Signed-off-by: dependabot[bot] <support@github.com>
2021-07-08 04:15:16 +00:00
Sebastien Boeuf
17c99ae00a vmm: Enable provisioning for SGX guest
The guest can see that SGX supports provisioning as it is exposed
through the CPUID. This patch enables the proper backing of this
feature by having the host open the provisioning device and enable
this capability through the hypervisor.

Signed-off-by: Sebastien Boeuf <sebastien.boeuf@intel.com>
2021-07-07 14:56:38 +02:00
Sebastien Boeuf
5b6d424a77 arch, vmm: Fix TDVF section handling
This patch fixes a few things to support TDVF correctly.

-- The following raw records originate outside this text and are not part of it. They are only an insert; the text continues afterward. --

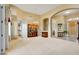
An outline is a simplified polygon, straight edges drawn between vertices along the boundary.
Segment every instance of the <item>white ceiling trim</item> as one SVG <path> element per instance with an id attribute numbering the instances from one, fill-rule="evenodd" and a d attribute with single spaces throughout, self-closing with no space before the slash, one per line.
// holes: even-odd
<path id="1" fill-rule="evenodd" d="M 15 6 L 24 11 L 42 15 L 56 8 L 59 4 L 15 4 Z"/>

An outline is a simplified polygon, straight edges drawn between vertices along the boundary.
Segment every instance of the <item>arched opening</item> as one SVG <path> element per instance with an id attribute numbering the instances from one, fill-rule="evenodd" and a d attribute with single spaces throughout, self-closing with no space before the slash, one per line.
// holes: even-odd
<path id="1" fill-rule="evenodd" d="M 48 37 L 48 18 L 45 18 L 43 20 L 43 32 L 42 37 Z"/>
<path id="2" fill-rule="evenodd" d="M 52 16 L 52 37 L 76 42 L 79 37 L 79 8 L 68 8 Z"/>

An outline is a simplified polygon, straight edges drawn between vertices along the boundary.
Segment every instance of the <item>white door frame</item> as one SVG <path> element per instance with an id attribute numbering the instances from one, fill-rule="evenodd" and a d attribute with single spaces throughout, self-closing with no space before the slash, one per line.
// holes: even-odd
<path id="1" fill-rule="evenodd" d="M 0 54 L 5 53 L 5 5 L 0 5 Z"/>

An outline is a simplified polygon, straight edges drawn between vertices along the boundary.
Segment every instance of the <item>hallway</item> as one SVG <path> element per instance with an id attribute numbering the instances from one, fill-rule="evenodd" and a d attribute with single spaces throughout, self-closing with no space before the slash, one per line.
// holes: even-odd
<path id="1" fill-rule="evenodd" d="M 7 52 L 7 55 L 79 54 L 79 44 L 62 39 L 35 37 L 28 38 L 20 43 L 23 43 L 23 45 L 18 45 L 19 47 Z"/>

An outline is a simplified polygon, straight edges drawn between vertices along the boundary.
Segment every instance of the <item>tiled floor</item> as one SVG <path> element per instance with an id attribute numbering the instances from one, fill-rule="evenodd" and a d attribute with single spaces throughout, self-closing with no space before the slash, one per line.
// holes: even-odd
<path id="1" fill-rule="evenodd" d="M 7 55 L 79 54 L 79 44 L 67 40 L 42 37 L 21 40 Z"/>

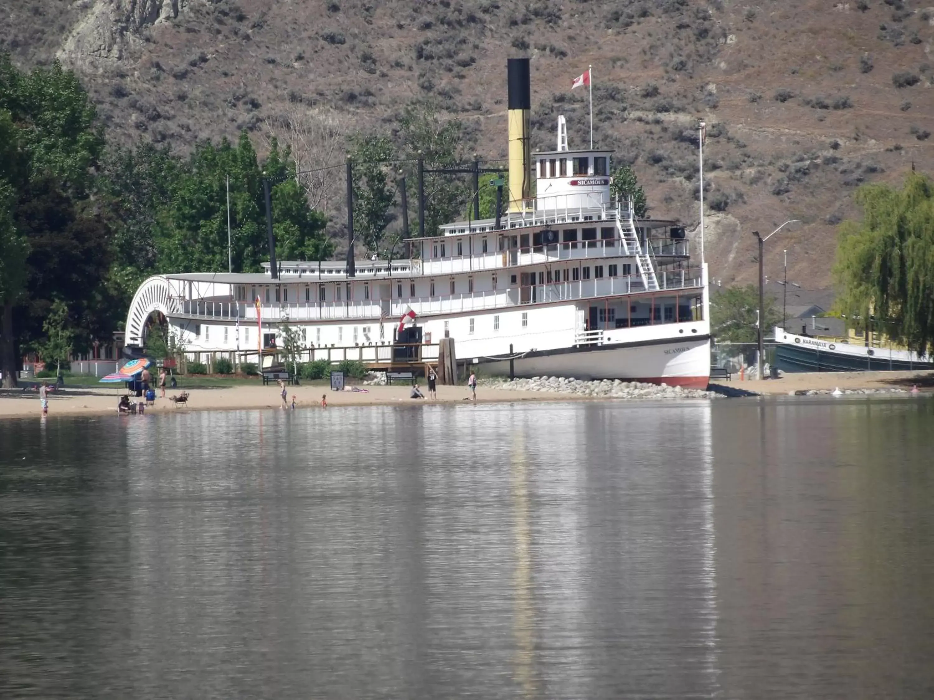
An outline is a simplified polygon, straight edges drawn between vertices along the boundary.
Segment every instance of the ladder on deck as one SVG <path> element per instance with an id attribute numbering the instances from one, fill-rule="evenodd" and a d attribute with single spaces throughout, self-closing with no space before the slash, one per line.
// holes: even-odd
<path id="1" fill-rule="evenodd" d="M 632 220 L 632 202 L 629 205 L 629 219 L 624 223 L 620 210 L 616 209 L 616 231 L 623 242 L 626 255 L 636 259 L 636 269 L 643 279 L 643 285 L 648 291 L 658 290 L 658 278 L 655 274 L 655 266 L 648 250 L 643 251 L 636 234 L 635 221 Z"/>

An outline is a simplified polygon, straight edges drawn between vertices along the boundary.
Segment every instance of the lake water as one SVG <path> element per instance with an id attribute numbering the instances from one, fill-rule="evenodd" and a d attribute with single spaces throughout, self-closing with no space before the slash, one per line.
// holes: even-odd
<path id="1" fill-rule="evenodd" d="M 0 423 L 4 698 L 934 693 L 934 400 Z"/>

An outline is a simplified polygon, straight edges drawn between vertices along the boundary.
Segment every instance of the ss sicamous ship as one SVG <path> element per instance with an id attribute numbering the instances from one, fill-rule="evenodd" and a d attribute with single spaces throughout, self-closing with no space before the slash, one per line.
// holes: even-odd
<path id="1" fill-rule="evenodd" d="M 459 360 L 489 373 L 705 387 L 707 270 L 691 263 L 684 229 L 614 200 L 611 152 L 569 148 L 563 118 L 556 149 L 531 153 L 528 61 L 509 63 L 500 217 L 427 231 L 407 242 L 405 259 L 149 277 L 130 308 L 127 345 L 145 344 L 158 313 L 202 358 L 259 353 L 268 363 L 288 324 L 305 360 L 417 368 L 452 338 Z"/>

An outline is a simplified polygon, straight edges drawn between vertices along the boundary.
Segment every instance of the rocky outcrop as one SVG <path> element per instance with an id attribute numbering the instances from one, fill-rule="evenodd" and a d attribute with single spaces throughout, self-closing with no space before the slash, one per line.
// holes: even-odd
<path id="1" fill-rule="evenodd" d="M 481 386 L 493 389 L 518 391 L 547 391 L 559 394 L 575 394 L 593 399 L 719 399 L 721 394 L 701 389 L 686 389 L 664 384 L 623 382 L 619 379 L 603 379 L 585 382 L 569 377 L 532 377 L 531 379 L 480 380 Z"/>
<path id="2" fill-rule="evenodd" d="M 82 72 L 100 71 L 130 57 L 142 32 L 174 20 L 194 0 L 81 0 L 85 14 L 58 57 Z"/>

The HOB memory resources must contain EFI_RESOURCE_ATTRIBUTE_ENCRYPTED
attribute.

Any section with a base address within the already allocated guest RAM
must not be allocated.

The list of TD_HOB memory resources should contain both TempMem and
TdHob sections as well.

Signed-off-by: Sebastien Boeuf <sebastien.boeuf@intel.com>
2021-07-06 11:47:43 +02:00
Henry Wang
4da3bdcd6e vmm: Split restore device_manager and devices
Signed-off-by: Henry Wang <Henry.Wang@arm.com>
2021-07-05 22:51:56 +02:00
Henry Wang
95ca4fb15e vmm: vm: Enable snapshot/restore of GICv3ITS
This commit enables the snapshot/restore of GICv3ITS in the process
of VM snapshot/restore.

Signed-off-by: Henry Wang <Henry.Wang@arm.com>
2021-07-05 22:51:56 +02:00
Wei Liu
1f2915bff0 vmm: hypervisor: split set_user_memory_region to two functions
Previously the same function was used to both create and remove regions.
This worked on KVM because it uses size 0 to indicate removal.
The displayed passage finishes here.